Did the Krays ever come to the your studio?
Yes, I was quite good friends with Reg. I saw them do somebody really badly one time. But they were moral, they were like Tolstoy’s Cossacks, they had their rules with drugs and prostitution. I mean people think they were bad people, drug dealers and all, but the real drug dealers are the pharmaceuticals companies, charging money to people who can’t afford to buy the drugs and they need it to live. In a way drug dealers on the street are more honest than the pharmaceuticals companies.
You don’t call yourself a fashion photographer do you?
Well I stopped doing it in the 80s.
But you did one recently for Valentino?
Well that’s the only one I’ve done since. I liked the project and the people I was shooting, it became more about the portraits than just the fashion.
"I don't really care [about my legacy], when your dead you're dead."
Taken from his latest book NW1:
17 360 St Pancras Station from Euston Road 1981
117 442 Manley Street 1982
177 440 Buck Street 1982
Don’t you think they make such a fuss about the 60s?
Oh the 60s were great and it just wasn’t about fashion that was the least of it, it was about music, and people like me having a voice.
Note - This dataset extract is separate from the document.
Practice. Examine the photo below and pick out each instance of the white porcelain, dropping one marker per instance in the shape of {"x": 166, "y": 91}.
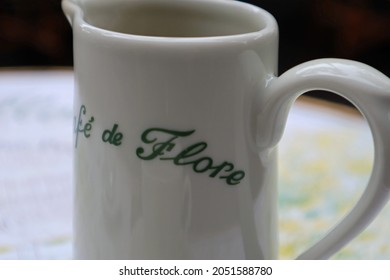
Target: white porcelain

Ten years earlier and I wouldn’t have been anything.
So, if you had emerged today do you think you would have been received the same?
Oh yeah, now its all changed. People are not prejudiced now against your accent or your sex. Like being gay in those days was much harder.
Do you ever think of your legacy?
I don’t really care, when you’re dead you’re dead.
NW1 is David Bailey’s latest exhibition on until the 31st January 2017 at the HENI gallery. NW1 is his latest book out on HENI publishing.